Haus ist für Methode sehr bekannt

„Wir nehmen den Eingriff über einen radialen Zugang vor“, sagt Dr. Ulrich Müschenborn, ärztlicher Direktor des Klinikums. Das ist exakt die Sache, weshalb das Schwelmer Haus von Ärzten weit über die Region hinaus empfohlen wird. „Die meisten Kardiologen bevorzugen für einen Herzkatheter den transfemoralen Zugang über die Leiste“, erläutert Dr. Roger Gerke. „Außerdem können fast alle Patienten umgehend wieder allein aufstehen“, sagt Dr. Müschenborn. Beim Zugang über die Leiste sei der Patient mindestens acht Stunden immobil, weil es häufig zu Nachblutungen komme. Am Handgelenk sei es schlicht leichter, die Blutung für den Schnitt in die Arterie abzudrücken.

Den setzt nun Dr. Roger Gerke. Heinz-Bernd Brettschneider schaut skeptisch. Das Bild wird via Röntgenmethode auf die Bildschirme projiziert.

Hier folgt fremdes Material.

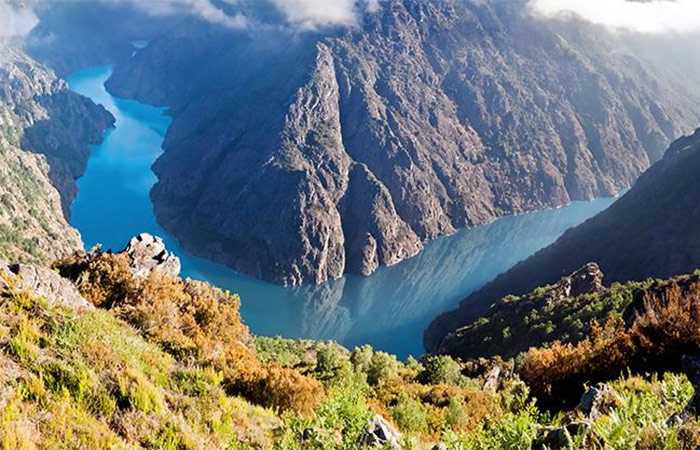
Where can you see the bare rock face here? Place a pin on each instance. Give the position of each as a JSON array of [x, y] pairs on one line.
[[148, 254], [629, 241], [427, 117], [379, 433], [42, 282], [44, 134], [586, 280]]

Die beiden Mediziner schieben einen Draht durch die Arterie bis zur Herzkammer, ziehen über diesen einen Schlauch nach. Heinz-Bernd Brettschneider ist angespannt, doch davon, dass ein Schlauch durch seinen Körper mitten ins Vitalzentrum geschoben wird, merkt er so gut wie nichts. „In den Arterien gibt es keine Nervenenden“, erläutert Dr. Müschenborn für den medizinischen Laien.

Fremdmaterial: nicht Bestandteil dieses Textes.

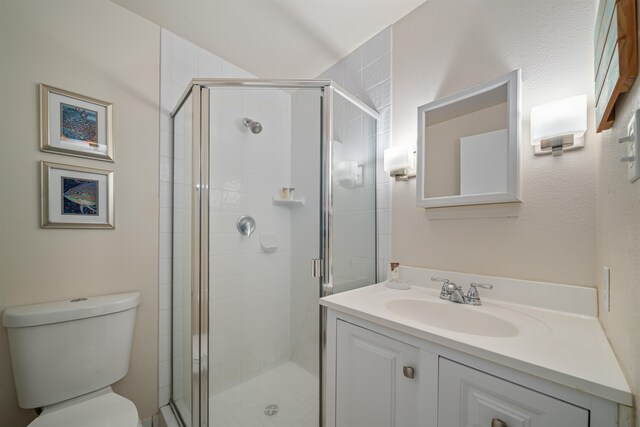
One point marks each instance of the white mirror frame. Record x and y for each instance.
(512, 80)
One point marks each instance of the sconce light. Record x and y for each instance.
(349, 174)
(559, 125)
(399, 162)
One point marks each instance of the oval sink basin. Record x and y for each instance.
(453, 317)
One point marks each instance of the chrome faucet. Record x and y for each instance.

Jetzt erscheint das Herz auf dem Bildschirm. Dr. Sedat Yokus spritzt das Kontrastmittel in den Schlauch, die Verästelungen, in denen das Blut durch das Herz zirkuliert, werden deutlich dunkel sichtbar. Die Mediziner erläutern dem Patienten jeden Schritt, sagen, was sie sehen. Die Schwestern beruhigen ihn ebenfalls. Puls: 98.

Resignation nach Diagnose

Das gleiche Prozedere folgt für die zweite Herzkammer. Dann ist klar: Die Arterien sind nicht verengt. „Wäre das der Fall gewesen, hätten wir sofort an den entsprechenden Stellen Stents gesetzt“, sagt Dr. Roger Gerke. Ein Stent ist eine kleine, gitterförmige Gefäßstütze, die bei der Aufdehnung von verengten Herzkranzgefäßen eingesetzt wird. Für Heinz-Bernd Brettschneider, der felsenfest davon ausgegangen war, dass das auch ihn erwartet, ist der Eingriff beendet.

Er wird in den Nebenraum geleitet, legt sich hin und weiß nicht so recht, was er mit der Diagnose anfangen soll. „Einerseits bin ich sehr erleichtert, dass mein Herz gesund ist, andererseits bleibt die Ungewissheit, woher meine Beschwerden rühren“, sagt er etwas resigniert. Doch in Schwelm, „das will ich ausdrücklich betonen, habe ich mich in besten Händen gefühlt.“

Die soeben gelobten Mediziner und Schwestern führen derweil bereits den nächsten Patienten ins Herzkatheterlabor. Er ist nervös. Allein. Weiß, dass gleich fremde Menschen in sein Zentrum eindringen.